Sigh. First of all, there is nothing wrong with calling a spade a spade, whether or not someone gets insulted. Secondly, I was not *just* making a personal attack. My frustration is with the Left in general. "Lefty," in this thread is just the immediate embodiment of the lefts knee-jerk sloganeering approach to the world in general, and this war in particular. Go back and read the thread. Does anything Lefty says look like part of a rational dialog? If so, you are not a rational person yourself. Thirdly, Lefty is a big boy. Which means that he should have to argue on rational terms like any other adult, and also that he didn't lose any sleep over web post.
Back on the topic of the thread. Yes, Bush looked sleepy. I think he is probably pretty tired.
Tat:
Outstanding archive work! You have, in one fell swoop, laid waste to the mindless prattle of the likes of Mary. Mary, is there something unclear in the President's message that Tat has copied for us? You can disagree with the policy of course, but to argue confusion is just to indict you own intelligence.
As for the press conference, I am neither defending or attacking that performance - because only shallow people regard it as a performance! So what? The message, as Tat illuminates, has always been clear, revealing that 90% (perhaps not you, Mary) of the opposition to the war is thinly veiled hatred of Bible-based conservatives, of which Bush is a stellar example.
eric and misty captured the salient point at the start of thread:
"Um, yeah, or maybe just a tad exhausted from, you know, being leader of the free world?"
Posted by eric at March 7, 2003 09:16 AM
"Yeah, can you imagine being the ONE person to make final decisions that affects the safety, present and future, of a billions of people?
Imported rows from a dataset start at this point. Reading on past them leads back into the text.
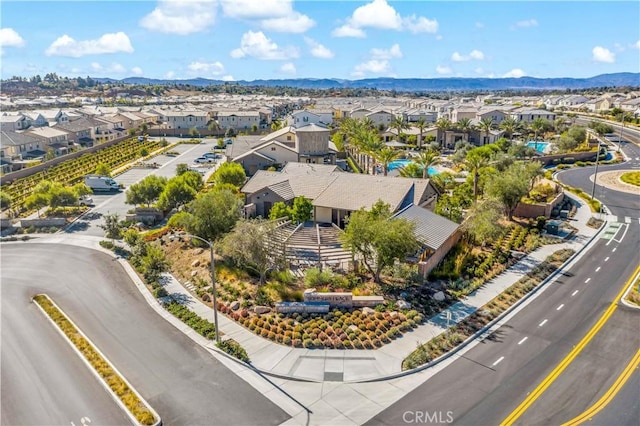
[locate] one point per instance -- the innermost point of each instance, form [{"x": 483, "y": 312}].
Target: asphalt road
[
  {"x": 110, "y": 203},
  {"x": 44, "y": 383},
  {"x": 485, "y": 384}
]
He is a human being after all. I bet he doesn't get too many lazy Saturday afternoons to recoup."
Posted by misty at March 7, 2003 09:34 AM
This is what a conscience does to people, Mary. It weighs on you. Clinton could have done the little off-Broadway act you so desire because he lacked a conscience.
Finally, I will admit the attempt to link Al Qaeda to Iraq was a mistake. It stems from the fact that the true objective - dismantling extremist fundamental Islamic states - can only be whispered off camera.
Good James!
Whatever happened to the old fashioned idea that a politician's (or anybody else's, for that matter) private life was just that - private. And, in my view anyway, there's nothing more private than religious beliefs.